While these arguments hold water, the calls for a strategic bomber are growing louder for two reasons: to create deterrence with China and a formidable nuclear triad to boost overall defense.
Will India Buy Tu-160 Bombers From Russia?
The negotiations to lease six or one-thirds of a squadron of the four-person crewed, supersonic Tu-160 aircraft strategic bombers from Russia are reportedly nearing their conclusion. Because only 35 “White Swans” have been built in all, it will leave the Russian fleet’s frontline with 29 of these aircraft, according to Bharat Karnad.
The Tu-160 White Swan, the Russian equivalent of the American B-1 strategic bomber, has a maximum speed of 2,200 km/h and a cruise speed of 960 km/h, an unrefueled range of 12,300 kilometers, and a battle radius of 7,300 kilometers.

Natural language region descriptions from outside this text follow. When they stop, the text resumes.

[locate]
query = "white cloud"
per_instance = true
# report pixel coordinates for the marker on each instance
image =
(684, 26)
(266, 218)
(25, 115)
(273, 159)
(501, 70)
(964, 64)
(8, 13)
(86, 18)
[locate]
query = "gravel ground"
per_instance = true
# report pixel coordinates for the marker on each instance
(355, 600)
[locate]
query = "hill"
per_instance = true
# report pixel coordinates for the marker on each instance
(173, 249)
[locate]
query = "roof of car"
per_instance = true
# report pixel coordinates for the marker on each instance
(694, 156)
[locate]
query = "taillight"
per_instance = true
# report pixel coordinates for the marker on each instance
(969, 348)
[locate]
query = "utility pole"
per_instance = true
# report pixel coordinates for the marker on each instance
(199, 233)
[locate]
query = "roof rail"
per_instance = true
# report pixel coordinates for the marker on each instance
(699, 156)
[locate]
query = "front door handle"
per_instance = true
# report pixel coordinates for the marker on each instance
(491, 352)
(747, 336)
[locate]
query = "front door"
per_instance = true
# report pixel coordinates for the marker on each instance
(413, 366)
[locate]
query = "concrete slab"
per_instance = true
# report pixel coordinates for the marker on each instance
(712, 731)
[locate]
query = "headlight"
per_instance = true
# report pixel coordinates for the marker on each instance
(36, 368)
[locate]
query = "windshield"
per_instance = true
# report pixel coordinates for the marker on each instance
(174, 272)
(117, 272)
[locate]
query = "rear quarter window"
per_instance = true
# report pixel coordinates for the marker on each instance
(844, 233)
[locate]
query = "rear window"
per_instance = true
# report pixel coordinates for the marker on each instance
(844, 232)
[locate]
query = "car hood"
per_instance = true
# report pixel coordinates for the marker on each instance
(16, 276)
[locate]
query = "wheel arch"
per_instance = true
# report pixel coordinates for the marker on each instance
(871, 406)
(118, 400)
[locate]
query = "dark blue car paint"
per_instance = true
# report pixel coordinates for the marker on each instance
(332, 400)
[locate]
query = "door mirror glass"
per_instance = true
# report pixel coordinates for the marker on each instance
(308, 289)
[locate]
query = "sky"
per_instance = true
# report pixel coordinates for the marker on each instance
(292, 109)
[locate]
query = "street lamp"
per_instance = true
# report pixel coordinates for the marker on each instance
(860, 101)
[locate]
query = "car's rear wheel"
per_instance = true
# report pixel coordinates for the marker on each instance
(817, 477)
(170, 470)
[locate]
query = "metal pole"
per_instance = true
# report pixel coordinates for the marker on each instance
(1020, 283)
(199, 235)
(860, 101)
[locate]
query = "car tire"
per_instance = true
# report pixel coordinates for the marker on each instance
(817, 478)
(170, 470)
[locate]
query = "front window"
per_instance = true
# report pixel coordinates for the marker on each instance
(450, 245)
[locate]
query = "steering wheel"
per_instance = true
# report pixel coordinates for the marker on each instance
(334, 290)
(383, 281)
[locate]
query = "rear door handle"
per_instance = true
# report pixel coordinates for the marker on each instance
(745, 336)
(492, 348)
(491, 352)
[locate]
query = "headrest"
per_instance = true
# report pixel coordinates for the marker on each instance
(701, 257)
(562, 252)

The strategic bombers have been deployed widely in the conflict against Ukraine and were recently reported to be firing cruise missiles on the embattled country. But India buying them could attract the wrath of the US and possible CAATSA sanctions.
“I think the NDAA amendment recently approved by the House of Representatives (yet to be made into law?) is specific to giving a waiver to India in respect of the S400 contract.
In my view, India buying the Russian bombers isn’t going to go down well with the US. Whether India is thinking of buying Russian bombers, and if it does, whether the US will refrain from invoking CAATSA is a matter of speculation. I would like to believe that there’s no realistic possibility of India going ahead with any such purchase,” said Amit Cowshish, former Financial Advisor (Acquisition), Ministry of Defense.
There is no formal decision about acquiring a strategic bomber. With India’s restricted finances and the need for force multipliers, it could be some time before it pursues a strategic bomber.